All contact lenses must be for distance only correction. The following types of correction are not acceptable:

  1. Monovision – this is where the dominant eye is fully corrected for distance and the non-dominant eye is corrected for near. The distance visual acuity in the ‘reading eye’ will often fall below the appropriate acuity standard. It can interfere with depth perception and does not give optimum distance vision.
  2. Bifocal/Varifocal – unlike spectacle lenses where the user can use eye movements to view through a different portion of the lens and consequently a different focal length, a contact lens will move with eye movement. This means that a different optical system must be applied to enable the viewing of more than one focal length. There are several designs of multifocal contact lenses, however they will tend to have a poorer optical quality and cause potential loss of visual acuity and contrast sensitivity. Some designs are also problematic in bright light conditions. Multifocal contact lenses are not acceptable.

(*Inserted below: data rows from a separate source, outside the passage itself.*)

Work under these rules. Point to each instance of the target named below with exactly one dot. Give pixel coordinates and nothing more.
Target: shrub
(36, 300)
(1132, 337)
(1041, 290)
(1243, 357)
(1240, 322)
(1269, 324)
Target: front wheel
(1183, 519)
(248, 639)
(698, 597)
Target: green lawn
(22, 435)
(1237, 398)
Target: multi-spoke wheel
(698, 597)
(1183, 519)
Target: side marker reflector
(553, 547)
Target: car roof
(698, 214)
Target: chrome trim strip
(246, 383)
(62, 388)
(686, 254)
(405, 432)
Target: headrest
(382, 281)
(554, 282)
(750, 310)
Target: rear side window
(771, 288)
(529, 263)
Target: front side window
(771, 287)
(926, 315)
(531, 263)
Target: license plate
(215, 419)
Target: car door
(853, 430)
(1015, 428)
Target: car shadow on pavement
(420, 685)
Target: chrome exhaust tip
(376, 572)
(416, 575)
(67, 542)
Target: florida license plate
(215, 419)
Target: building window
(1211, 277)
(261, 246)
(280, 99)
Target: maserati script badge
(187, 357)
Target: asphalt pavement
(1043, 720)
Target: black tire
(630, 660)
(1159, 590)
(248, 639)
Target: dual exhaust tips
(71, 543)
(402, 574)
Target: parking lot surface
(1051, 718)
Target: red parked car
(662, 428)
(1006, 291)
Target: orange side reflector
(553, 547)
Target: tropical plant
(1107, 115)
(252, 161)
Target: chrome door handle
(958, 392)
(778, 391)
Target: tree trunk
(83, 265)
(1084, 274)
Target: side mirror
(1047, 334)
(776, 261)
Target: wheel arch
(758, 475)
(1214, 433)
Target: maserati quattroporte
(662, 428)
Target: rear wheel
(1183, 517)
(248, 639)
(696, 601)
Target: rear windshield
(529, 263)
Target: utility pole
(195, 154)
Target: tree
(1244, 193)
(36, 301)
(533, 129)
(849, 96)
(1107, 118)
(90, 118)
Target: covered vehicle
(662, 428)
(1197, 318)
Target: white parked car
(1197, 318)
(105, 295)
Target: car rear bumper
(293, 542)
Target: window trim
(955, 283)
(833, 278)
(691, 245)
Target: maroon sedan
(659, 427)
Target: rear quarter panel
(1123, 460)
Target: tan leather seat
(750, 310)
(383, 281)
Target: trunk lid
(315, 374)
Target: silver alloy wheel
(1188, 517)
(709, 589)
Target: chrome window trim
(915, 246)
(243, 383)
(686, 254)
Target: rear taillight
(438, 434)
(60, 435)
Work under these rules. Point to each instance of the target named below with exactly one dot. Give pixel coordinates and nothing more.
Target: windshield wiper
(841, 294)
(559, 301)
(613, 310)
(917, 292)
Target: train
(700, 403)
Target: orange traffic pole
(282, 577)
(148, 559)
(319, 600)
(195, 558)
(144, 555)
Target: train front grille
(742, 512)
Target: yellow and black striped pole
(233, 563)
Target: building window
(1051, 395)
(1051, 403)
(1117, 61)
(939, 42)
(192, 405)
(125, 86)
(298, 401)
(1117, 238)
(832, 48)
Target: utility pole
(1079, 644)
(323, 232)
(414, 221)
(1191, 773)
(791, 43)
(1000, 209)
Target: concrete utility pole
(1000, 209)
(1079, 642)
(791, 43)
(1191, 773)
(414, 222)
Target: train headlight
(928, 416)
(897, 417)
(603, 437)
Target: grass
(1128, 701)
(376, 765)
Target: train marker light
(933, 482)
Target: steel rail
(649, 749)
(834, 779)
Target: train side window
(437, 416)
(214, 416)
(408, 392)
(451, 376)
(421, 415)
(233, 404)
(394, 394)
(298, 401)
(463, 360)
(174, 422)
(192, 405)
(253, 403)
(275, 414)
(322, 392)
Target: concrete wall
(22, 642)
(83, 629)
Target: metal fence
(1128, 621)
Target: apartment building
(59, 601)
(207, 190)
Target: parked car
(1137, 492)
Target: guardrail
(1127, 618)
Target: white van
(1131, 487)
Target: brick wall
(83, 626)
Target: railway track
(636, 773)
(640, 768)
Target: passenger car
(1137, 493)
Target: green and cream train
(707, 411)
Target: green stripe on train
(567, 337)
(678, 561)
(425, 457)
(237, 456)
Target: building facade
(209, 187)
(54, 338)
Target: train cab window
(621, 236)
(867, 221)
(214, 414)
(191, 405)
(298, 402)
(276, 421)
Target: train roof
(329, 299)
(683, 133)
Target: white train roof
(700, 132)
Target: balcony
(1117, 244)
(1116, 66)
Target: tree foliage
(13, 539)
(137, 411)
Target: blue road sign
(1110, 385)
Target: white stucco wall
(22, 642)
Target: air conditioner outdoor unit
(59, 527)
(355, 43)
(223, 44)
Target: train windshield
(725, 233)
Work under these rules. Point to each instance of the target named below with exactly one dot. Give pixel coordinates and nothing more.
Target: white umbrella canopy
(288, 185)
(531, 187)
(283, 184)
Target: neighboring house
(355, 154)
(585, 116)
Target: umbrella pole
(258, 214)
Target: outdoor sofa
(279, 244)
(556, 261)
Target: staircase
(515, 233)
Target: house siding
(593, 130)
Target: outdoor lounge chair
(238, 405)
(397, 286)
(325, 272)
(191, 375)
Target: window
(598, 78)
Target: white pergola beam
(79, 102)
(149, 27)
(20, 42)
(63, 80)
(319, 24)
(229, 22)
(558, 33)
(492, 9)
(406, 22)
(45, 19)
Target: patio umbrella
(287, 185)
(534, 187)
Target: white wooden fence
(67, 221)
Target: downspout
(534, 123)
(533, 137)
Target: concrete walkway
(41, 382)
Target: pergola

  3. Cosmetic coloured lenses – these have either a tint or an iris pattern to change the apparent colour of the user’s eyes. More recent designs include themed images such as slit pupil ‘cat’s eyes’. Coloured lenses are not compatible for ATCOs use due to potential visual disturbances in lower light levels where the pupil widens beyond the central clear zone of the lens. Some lenses also have a high risk of inducing corneal hypoxia due to poor oxygen transmissibility.
  4. Orthokeratology (or Ortho K) lenses – these are ‘reverse geometry’ lenses designed to remould the front corneal surface. They are often worn at night and removed during the day. Any change to the corneal shape (and hence improvement to unaided vision) tends to be lost during the day and wearers of these lenses are unable to have optimum vision throughout the day. For this reason, this type of lens is not acceptable.
  5. X-chrom or Chromagen lenses – these are coloured lenses which are occasionally worn by people with colour vision deficiencies to aid them in a particular area where they may confuse certain colours. The lenses do not correct a colour vision deficiency but merely move the colour confusion to a different area of the colour spectrum. Due to the significant interference and loss of colour discrimination induced, these are not acceptable.